Please don't fuck up the market for normal rum drinkers by using rum as an investment. It ups the price and screws over normal consumers. The same thing has happened in the whisky world and it is horrible. Flippers and investers are absolute scum and should be tarred and feathered and chased out of town with pitchforks.
Wolf Tone,
Couldn't be said better !👏🏼
At this point i remember the story/experiment where different ants live peacefully in a box until someone shake it. Then they start fighting each other for no reason. I dont get why i should hate the "investor" guy. Because this kind of speculation starts within our finance system. Within our system everybody is free to have property. Everybody is allowed to buy or sell property. Generally there is no problem with this. Wild speculation starts within our central banks policies. There always be some shady guys who ride on this. But they arent the ones to blame.
Toni: I agree that it starts elsewhere. The whole system we live in is deeply flawed. That is one of the many reasons that I am a member of two different political parties plus several extra-parliamentary organisations in my country that all work towards system change, especially in the financial markets.That being said, and politics aside, if you, as a rum enthusiast, don't see the problem with people flipping rum for profits, casually screwing over other rum drinkers, than you are part of the problem. It may be legal, but that doesn't make it moral, and it doesn't make it right.I am reminded myself of a quote by the famous Whisky writer Aeneas MacDonald, way back in 1930, who wrote: "For it cannot be maintained seriously that those who make the food and the drink of man are in the same category as mere commercial manufacturers. Theirs is a sacred, almost a priestly responsibility, which they cannot barter away for turnovers and dividends without betraying their trust as custodians of civilization."That goes, in my humble opinion, for both producers as well as consumers.
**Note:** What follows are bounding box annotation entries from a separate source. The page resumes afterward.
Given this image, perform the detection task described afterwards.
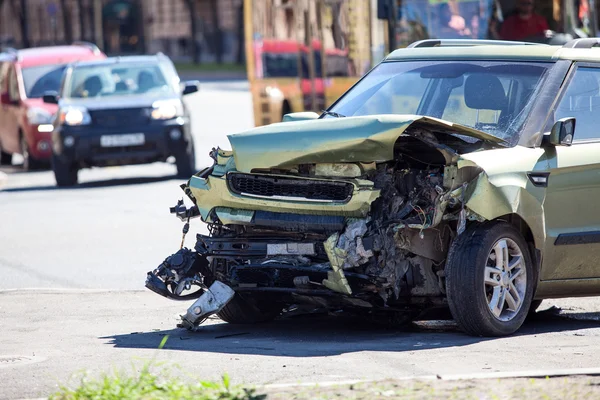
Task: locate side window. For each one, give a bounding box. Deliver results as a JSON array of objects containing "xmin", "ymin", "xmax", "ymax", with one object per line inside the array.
[
  {"xmin": 8, "ymin": 67, "xmax": 21, "ymax": 101},
  {"xmin": 554, "ymin": 67, "xmax": 600, "ymax": 141}
]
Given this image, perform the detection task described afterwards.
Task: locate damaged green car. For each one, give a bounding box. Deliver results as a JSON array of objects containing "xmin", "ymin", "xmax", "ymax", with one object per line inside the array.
[{"xmin": 146, "ymin": 39, "xmax": 600, "ymax": 336}]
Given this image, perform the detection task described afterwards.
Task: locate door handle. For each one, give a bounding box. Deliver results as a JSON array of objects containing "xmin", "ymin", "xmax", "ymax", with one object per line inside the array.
[{"xmin": 527, "ymin": 172, "xmax": 550, "ymax": 187}]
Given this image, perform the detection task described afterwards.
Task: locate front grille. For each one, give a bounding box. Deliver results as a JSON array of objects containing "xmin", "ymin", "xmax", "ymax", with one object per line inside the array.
[
  {"xmin": 92, "ymin": 143, "xmax": 156, "ymax": 156},
  {"xmin": 227, "ymin": 173, "xmax": 354, "ymax": 202},
  {"xmin": 90, "ymin": 108, "xmax": 150, "ymax": 127}
]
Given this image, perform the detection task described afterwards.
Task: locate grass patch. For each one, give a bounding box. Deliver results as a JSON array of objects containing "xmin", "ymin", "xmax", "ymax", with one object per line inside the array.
[
  {"xmin": 49, "ymin": 335, "xmax": 266, "ymax": 400},
  {"xmin": 50, "ymin": 365, "xmax": 266, "ymax": 400},
  {"xmin": 175, "ymin": 62, "xmax": 246, "ymax": 74}
]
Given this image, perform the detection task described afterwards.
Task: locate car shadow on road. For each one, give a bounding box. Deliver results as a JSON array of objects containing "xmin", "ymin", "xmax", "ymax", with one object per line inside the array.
[
  {"xmin": 100, "ymin": 312, "xmax": 600, "ymax": 357},
  {"xmin": 0, "ymin": 175, "xmax": 184, "ymax": 193}
]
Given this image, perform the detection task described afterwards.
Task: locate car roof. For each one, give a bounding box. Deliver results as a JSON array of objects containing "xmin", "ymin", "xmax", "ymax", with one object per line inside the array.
[
  {"xmin": 75, "ymin": 55, "xmax": 167, "ymax": 67},
  {"xmin": 385, "ymin": 42, "xmax": 600, "ymax": 63},
  {"xmin": 385, "ymin": 44, "xmax": 600, "ymax": 63},
  {"xmin": 8, "ymin": 45, "xmax": 106, "ymax": 68}
]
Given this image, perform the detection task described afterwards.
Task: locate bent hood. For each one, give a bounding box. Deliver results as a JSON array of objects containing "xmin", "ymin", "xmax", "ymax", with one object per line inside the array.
[{"xmin": 229, "ymin": 115, "xmax": 504, "ymax": 172}]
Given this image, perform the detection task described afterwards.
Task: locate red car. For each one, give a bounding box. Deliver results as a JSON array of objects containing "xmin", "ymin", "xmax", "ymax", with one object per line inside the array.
[{"xmin": 0, "ymin": 43, "xmax": 106, "ymax": 170}]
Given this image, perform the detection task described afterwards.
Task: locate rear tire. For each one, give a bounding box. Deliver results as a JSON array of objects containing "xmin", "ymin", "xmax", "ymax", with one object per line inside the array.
[
  {"xmin": 175, "ymin": 140, "xmax": 196, "ymax": 179},
  {"xmin": 0, "ymin": 150, "xmax": 12, "ymax": 165},
  {"xmin": 52, "ymin": 155, "xmax": 78, "ymax": 187},
  {"xmin": 217, "ymin": 293, "xmax": 283, "ymax": 324},
  {"xmin": 446, "ymin": 221, "xmax": 535, "ymax": 336}
]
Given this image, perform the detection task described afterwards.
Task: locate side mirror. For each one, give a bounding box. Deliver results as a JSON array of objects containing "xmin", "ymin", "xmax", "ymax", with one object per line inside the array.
[
  {"xmin": 181, "ymin": 81, "xmax": 200, "ymax": 96},
  {"xmin": 282, "ymin": 111, "xmax": 319, "ymax": 122},
  {"xmin": 0, "ymin": 92, "xmax": 16, "ymax": 106},
  {"xmin": 42, "ymin": 92, "xmax": 58, "ymax": 104},
  {"xmin": 546, "ymin": 117, "xmax": 575, "ymax": 146}
]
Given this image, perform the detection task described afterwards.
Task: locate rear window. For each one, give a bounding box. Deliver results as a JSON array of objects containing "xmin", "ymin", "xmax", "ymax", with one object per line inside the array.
[
  {"xmin": 21, "ymin": 65, "xmax": 66, "ymax": 98},
  {"xmin": 64, "ymin": 62, "xmax": 178, "ymax": 98}
]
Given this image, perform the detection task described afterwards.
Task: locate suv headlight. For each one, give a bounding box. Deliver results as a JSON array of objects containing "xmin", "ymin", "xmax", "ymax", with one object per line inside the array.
[
  {"xmin": 150, "ymin": 100, "xmax": 183, "ymax": 119},
  {"xmin": 27, "ymin": 107, "xmax": 52, "ymax": 125},
  {"xmin": 58, "ymin": 106, "xmax": 92, "ymax": 126}
]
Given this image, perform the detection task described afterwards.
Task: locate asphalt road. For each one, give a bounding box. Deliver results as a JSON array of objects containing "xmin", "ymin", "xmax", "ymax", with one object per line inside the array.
[
  {"xmin": 0, "ymin": 82, "xmax": 600, "ymax": 399},
  {"xmin": 0, "ymin": 81, "xmax": 248, "ymax": 289}
]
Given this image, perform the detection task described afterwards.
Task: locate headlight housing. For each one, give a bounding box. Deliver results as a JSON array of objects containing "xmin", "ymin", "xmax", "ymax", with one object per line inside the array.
[
  {"xmin": 150, "ymin": 100, "xmax": 183, "ymax": 120},
  {"xmin": 27, "ymin": 107, "xmax": 52, "ymax": 125},
  {"xmin": 58, "ymin": 106, "xmax": 92, "ymax": 126}
]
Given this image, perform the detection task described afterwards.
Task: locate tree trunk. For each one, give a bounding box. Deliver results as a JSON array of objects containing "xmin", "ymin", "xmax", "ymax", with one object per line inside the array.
[
  {"xmin": 210, "ymin": 0, "xmax": 223, "ymax": 64},
  {"xmin": 185, "ymin": 0, "xmax": 200, "ymax": 64},
  {"xmin": 60, "ymin": 0, "xmax": 73, "ymax": 43},
  {"xmin": 11, "ymin": 0, "xmax": 31, "ymax": 48},
  {"xmin": 236, "ymin": 2, "xmax": 246, "ymax": 64},
  {"xmin": 77, "ymin": 0, "xmax": 87, "ymax": 40}
]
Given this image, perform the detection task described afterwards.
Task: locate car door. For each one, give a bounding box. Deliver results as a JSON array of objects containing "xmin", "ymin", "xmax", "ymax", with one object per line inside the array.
[{"xmin": 541, "ymin": 65, "xmax": 600, "ymax": 280}]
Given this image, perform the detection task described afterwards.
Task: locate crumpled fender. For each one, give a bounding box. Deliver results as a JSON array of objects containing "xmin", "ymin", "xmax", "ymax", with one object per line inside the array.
[
  {"xmin": 458, "ymin": 146, "xmax": 548, "ymax": 248},
  {"xmin": 229, "ymin": 115, "xmax": 504, "ymax": 173}
]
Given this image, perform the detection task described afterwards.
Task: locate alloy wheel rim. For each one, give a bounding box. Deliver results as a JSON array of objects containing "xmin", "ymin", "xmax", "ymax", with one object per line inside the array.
[{"xmin": 483, "ymin": 238, "xmax": 527, "ymax": 322}]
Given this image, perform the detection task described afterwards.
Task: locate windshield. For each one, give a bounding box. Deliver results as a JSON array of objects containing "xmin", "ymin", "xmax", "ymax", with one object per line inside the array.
[
  {"xmin": 323, "ymin": 61, "xmax": 552, "ymax": 143},
  {"xmin": 22, "ymin": 65, "xmax": 65, "ymax": 99},
  {"xmin": 65, "ymin": 62, "xmax": 174, "ymax": 98}
]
A simple solution is to stop consuming speculative goods. I don't care about house, car or whisky prices. Because I don't want to buy these goods. There is also no need to drink rum >100 euros per bottle, speculation usually takes place from this amount. But you can consume speculative rum with simple strategies.There is also a solution for financial markets: transaction taxes. Times are good, these are first world problems that are not really problems.
@Wolfe Tone Moral is very depending on the persons personal view and wont be discussed by me. Because it is pointless. I do not see how morals will ever change basic human settings. I do not put my personal moral view in the discussion and do not value yours. I also do not want to be valued by your morals within a discussion. And as i stated above i also dont see any useful/positive outcome when some one decides to flip a bottle that he just purchased - even for the flipper himself. My point ist that i refuse to judge these guys. What does it (hate) change after all?
@Vomi agree, these are 1.st world problems we discuss.